Researchers discover why modern humans lost much of Neanderthal DNA
Neanderthals and modern humans diverged from a common ancestor nearly half a million years ago and the two species interbred thousands of years ago, but genomes of modern humans have a very small amount of Neanderthal genetic material or DNA. Now, a new study claims to have solved that mystery.
Humans and Neanderthals interbred nearly 50,000 years ago, when modern humans started spreading out of Africa. But, Neanderthal DNA makes up just 1 to 4 per cent of the genomes of today's non-African individuals.
A team of researchers led by Ivan Juric of UC Davis conducted a study to understand how modern humans lost their Neanderthal DNA. The study suggested that natural selection removed several Neanderthal alleles from the genome due to potential negative effects.

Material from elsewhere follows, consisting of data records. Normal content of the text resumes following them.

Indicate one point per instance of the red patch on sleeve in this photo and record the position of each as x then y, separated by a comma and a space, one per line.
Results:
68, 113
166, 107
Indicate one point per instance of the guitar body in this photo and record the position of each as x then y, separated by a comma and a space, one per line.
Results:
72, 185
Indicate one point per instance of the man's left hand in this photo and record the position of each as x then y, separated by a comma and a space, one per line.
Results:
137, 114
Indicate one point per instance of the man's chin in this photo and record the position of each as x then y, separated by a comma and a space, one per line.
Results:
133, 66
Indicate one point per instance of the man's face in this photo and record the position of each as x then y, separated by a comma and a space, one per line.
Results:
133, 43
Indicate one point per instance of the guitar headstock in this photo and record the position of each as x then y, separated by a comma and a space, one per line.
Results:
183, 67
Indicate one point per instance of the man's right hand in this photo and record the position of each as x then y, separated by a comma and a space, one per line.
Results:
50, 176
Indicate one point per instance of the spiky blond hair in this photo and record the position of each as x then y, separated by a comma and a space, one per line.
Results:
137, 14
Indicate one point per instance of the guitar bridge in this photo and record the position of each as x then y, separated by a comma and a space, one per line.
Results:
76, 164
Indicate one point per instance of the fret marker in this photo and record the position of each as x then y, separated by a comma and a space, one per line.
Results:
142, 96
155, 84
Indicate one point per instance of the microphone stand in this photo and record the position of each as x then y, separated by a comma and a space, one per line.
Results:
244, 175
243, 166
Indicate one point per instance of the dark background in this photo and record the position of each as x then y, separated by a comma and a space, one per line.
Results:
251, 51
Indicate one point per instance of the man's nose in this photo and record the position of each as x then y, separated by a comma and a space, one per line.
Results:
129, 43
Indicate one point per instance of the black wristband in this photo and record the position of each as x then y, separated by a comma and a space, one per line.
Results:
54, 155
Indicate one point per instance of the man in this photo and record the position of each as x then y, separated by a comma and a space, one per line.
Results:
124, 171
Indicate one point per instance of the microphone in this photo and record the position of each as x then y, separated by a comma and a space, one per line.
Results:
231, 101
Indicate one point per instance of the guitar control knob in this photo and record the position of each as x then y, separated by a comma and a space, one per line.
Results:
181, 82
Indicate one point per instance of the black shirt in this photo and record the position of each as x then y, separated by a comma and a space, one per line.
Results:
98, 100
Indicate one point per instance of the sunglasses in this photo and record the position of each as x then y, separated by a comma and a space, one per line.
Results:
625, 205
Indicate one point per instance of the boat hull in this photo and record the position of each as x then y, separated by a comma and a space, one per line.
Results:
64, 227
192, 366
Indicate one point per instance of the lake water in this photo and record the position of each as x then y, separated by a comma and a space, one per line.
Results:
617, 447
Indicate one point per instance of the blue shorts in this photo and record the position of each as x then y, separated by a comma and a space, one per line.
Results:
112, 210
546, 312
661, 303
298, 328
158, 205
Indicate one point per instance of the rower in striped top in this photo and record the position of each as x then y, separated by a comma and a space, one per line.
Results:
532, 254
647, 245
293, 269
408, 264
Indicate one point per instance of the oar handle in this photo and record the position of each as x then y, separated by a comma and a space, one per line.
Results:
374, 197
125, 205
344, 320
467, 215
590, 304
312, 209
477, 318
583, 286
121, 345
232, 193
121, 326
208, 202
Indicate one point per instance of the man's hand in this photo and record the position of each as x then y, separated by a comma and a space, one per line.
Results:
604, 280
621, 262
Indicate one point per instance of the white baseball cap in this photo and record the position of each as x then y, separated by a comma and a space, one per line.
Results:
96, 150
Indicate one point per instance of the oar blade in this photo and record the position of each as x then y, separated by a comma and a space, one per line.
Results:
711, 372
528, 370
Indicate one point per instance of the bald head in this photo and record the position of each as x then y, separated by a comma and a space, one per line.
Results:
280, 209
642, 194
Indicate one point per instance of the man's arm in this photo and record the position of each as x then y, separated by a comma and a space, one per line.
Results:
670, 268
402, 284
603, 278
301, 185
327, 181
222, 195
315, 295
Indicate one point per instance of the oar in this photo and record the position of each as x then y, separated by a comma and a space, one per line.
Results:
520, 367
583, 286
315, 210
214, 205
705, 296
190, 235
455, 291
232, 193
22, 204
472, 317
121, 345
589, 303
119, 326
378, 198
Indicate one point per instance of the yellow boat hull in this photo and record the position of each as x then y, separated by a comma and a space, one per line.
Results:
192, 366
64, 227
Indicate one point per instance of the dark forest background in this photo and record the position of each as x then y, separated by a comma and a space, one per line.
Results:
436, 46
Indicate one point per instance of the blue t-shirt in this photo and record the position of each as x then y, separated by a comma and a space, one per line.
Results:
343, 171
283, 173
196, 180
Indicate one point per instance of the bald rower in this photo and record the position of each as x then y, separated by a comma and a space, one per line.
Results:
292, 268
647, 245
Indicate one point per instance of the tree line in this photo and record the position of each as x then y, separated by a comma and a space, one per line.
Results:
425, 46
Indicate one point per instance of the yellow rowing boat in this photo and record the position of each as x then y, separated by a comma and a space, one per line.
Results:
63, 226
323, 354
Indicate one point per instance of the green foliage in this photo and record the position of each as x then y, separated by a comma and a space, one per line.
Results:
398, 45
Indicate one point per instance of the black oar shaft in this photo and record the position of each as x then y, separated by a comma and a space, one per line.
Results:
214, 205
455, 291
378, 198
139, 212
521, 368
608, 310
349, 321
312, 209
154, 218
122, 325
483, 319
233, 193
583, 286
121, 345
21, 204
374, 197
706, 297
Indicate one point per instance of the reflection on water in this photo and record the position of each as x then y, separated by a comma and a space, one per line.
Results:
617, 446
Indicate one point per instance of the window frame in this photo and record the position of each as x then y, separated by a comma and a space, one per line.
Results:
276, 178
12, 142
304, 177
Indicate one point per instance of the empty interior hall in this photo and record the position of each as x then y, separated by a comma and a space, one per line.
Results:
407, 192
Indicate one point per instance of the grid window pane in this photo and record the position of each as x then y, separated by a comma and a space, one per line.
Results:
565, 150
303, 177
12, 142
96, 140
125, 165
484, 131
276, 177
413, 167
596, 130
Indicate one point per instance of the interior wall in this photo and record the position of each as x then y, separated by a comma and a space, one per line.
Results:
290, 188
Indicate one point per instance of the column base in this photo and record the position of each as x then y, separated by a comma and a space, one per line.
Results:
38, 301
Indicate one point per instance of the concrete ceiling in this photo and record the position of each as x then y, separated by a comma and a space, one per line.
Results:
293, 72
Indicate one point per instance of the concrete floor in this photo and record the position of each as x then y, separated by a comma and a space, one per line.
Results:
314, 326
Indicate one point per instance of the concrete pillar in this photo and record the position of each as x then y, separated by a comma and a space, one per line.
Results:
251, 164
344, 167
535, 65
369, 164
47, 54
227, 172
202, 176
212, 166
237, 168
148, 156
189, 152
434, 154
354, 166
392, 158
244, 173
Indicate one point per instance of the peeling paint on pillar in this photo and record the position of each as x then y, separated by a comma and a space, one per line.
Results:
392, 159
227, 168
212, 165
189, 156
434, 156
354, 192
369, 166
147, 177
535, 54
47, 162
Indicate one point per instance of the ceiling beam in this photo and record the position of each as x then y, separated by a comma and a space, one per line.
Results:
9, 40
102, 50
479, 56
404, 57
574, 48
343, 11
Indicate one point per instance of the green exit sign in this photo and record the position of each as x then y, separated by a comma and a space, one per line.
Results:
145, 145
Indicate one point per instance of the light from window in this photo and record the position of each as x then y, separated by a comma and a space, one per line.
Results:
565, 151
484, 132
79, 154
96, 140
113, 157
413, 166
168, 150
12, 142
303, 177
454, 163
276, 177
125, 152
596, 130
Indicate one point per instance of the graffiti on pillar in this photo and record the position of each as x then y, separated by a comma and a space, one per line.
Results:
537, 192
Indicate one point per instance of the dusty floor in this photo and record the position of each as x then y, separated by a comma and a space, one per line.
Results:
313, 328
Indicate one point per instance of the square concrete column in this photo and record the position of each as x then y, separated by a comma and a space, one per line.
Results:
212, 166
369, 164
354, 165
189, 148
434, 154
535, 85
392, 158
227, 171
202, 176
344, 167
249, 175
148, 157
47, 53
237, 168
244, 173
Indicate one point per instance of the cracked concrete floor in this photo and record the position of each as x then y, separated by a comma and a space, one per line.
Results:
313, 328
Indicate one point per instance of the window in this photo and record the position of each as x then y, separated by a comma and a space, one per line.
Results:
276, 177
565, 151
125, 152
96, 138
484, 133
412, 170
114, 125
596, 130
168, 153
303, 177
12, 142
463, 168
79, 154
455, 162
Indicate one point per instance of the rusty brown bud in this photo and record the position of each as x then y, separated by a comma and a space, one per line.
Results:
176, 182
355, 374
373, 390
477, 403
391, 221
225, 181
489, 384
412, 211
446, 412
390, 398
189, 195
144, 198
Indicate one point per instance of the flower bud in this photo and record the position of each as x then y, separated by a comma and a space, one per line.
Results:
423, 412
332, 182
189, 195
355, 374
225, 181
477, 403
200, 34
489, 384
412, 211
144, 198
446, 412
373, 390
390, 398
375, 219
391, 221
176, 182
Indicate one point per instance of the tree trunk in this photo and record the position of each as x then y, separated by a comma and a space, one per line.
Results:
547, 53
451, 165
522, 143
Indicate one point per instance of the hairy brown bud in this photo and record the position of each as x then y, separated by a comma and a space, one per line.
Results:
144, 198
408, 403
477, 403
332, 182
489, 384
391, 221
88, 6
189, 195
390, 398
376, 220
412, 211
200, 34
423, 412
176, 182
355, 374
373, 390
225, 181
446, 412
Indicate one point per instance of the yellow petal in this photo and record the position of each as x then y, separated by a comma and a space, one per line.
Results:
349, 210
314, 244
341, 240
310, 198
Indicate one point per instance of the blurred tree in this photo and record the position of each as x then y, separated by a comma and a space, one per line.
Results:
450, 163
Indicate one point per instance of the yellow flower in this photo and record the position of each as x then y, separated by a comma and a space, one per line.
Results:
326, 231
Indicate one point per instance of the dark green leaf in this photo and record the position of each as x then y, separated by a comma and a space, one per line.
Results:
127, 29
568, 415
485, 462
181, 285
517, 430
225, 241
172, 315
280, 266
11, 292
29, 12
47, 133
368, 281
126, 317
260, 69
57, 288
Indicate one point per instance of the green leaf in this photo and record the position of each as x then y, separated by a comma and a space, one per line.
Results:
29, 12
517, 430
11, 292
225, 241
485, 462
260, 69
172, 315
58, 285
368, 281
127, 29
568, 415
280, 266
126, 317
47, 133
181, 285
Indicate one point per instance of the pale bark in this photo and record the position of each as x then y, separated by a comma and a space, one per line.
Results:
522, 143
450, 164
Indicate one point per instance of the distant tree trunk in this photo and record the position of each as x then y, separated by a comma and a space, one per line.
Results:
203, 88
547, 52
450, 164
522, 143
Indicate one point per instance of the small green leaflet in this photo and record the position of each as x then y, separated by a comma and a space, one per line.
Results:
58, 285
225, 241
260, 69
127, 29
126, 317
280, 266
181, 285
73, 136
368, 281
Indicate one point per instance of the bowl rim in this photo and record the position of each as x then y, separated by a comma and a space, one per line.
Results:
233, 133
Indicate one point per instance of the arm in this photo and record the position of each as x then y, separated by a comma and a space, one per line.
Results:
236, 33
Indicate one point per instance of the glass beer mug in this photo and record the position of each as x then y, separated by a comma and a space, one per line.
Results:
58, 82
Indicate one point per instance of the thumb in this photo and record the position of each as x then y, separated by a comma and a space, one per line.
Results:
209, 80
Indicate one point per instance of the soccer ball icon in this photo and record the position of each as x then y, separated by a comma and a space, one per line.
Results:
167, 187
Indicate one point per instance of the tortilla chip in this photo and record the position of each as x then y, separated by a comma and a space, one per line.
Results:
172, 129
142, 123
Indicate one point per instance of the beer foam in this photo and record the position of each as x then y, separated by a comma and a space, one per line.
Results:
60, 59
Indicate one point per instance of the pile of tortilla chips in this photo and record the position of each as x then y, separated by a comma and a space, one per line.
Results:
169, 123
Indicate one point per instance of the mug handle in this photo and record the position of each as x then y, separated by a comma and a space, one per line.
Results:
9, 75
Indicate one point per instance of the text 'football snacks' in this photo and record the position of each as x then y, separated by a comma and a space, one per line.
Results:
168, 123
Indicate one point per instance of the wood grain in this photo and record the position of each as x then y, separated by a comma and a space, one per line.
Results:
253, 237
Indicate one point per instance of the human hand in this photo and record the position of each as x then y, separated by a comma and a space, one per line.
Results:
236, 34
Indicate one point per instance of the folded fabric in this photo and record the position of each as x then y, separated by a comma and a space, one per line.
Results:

The researchers estimated that gene variations managed to persist in Neanderthals because of Neanderthals' smaller population size than that of humans. These alleles became subject to natural selection when they were transferred into the human genome, and got removed over time.
Sharing findings of their study, Juric said, "After Neanderthals started mating with humans, natural selection in the larger human population started purging those mutations."
The researchers reported their findings in the Nov. 8th edition of the PLOS Genetics -- an open access peer-reviewed journal published monthly by PLOS.